Vencedora do Globo de Ouro de melhor drama, Mr. Robot entra no catálogo do Globoplay nesta quarta-feira (13), com o subtítulo de Sociedade Hacker. Exibida entre 2014 e 2019, a atração cultuada está na lista das melhores séries do século 21, seja por sua crítica anticapitalista sagaz ou por ousadias de produção que injetaram um clima de cinema para a atração.
Com quatro temporadas (45 episódios), Mr. Robot explora o mundo do capitalismo com uma visão única, original e inteligente no mais alto grau possível. No centro da história está Elliot Alderson (Rami Malek), gênio em programação de computadores convocado por uma organização secreta para ser a parte-chave de um plano: derrubar o E Corp, maior conglomerado empresarial dos Estados Unidos, apagando de tabela todas as dívidas da população.
A série apresenta muitos mistérios. Todos, porém, são resolvidos brevemente, sem desvios ou indiretas. A vida de Elliot, por exemplo, guarda um segredo fundamental à narrativa, algo revelado ainda na primeira temporada. Para captar isso e mais um pouco, o telespectador precisa de atenção máxima. Ou seja, nada de distrações, como ficar mexendo no celular, durante a maratona de Mr. Robot.
O Diário de Séries elencou seis motivos para assistir Mr. Robot; veja:
Anticapitalismo inteligente
Em Mr. Robot, não há apenas uma pregação contra o capitalismo, dizendo que ele é ruim, do mal, etc. O drama esmiúça toda a perversidade desse sistema, tanto pelo ponto de vista de quem executa (empresários, homens de finanças) quanto abordando a visão de pessoas simples que vivem apenas reagindo à infame “mão do mercado”. A ganância da elite econômica sufoca a magérrima classe média.
O aspecto anarquista e rebelde não é gratuito ou jogado ao ar. Tem muita substância por trás das críticas, que miram bancos, grandes grupos empresariais… nem a cafeteria Starbucks é poupada, muito menos a Marvel e sua fábrica de filmes/séries quase iguais, saindo basicamente da mesma forma para entreter (alienar?) o povo.
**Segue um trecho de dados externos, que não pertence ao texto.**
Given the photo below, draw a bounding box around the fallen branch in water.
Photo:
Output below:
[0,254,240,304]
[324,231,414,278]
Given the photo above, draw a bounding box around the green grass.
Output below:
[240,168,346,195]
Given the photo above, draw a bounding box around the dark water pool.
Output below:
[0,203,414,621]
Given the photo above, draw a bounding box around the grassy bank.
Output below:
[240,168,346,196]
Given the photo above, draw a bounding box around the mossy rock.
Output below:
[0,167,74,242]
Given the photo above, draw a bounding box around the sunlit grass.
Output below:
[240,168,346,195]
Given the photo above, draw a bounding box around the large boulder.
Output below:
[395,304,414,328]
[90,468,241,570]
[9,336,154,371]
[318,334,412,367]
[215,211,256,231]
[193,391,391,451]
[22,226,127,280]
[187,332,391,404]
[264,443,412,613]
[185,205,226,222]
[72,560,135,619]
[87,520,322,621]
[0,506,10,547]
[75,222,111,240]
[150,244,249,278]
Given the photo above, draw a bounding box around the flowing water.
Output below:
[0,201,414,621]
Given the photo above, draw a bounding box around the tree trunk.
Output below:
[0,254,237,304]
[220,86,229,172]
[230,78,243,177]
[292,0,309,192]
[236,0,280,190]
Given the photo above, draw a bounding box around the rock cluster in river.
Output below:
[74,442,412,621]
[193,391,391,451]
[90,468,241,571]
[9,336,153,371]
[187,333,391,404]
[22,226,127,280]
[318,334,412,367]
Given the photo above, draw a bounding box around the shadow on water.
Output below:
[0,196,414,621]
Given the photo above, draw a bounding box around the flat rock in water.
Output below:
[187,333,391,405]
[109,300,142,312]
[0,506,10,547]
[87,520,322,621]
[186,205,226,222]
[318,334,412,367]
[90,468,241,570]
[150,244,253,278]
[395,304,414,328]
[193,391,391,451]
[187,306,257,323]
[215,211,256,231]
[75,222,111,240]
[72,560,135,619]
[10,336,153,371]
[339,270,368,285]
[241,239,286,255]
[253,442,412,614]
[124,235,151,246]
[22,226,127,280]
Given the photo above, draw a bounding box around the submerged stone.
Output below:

A questão hacker, estampada no subtítulo, é porque essa é a arma para atacar a E Corp e fazê-la com que cumpra as demandas do grupo, como não somente sumir com as dívidas, mas doar todos os bens da companhia para instituições de caridade. Caso não cumpra as exigências, o grupo, chamado de fsociety (adaptação de fod@-$# a sociedade), promete vazar documentos e dados confidenciais da empresa e de seus funcionários.
Crítica social cortante
Junto ao anticapitalismo militante, Mr. Robot aproveita para fazer uma crítica social cortante. Uma coisa está ligada a outra, pois a trama expõe como o capitalismo adoece pessoas, nos torna maquiavélicos e transforma a sociedade em marionetes desse sistema.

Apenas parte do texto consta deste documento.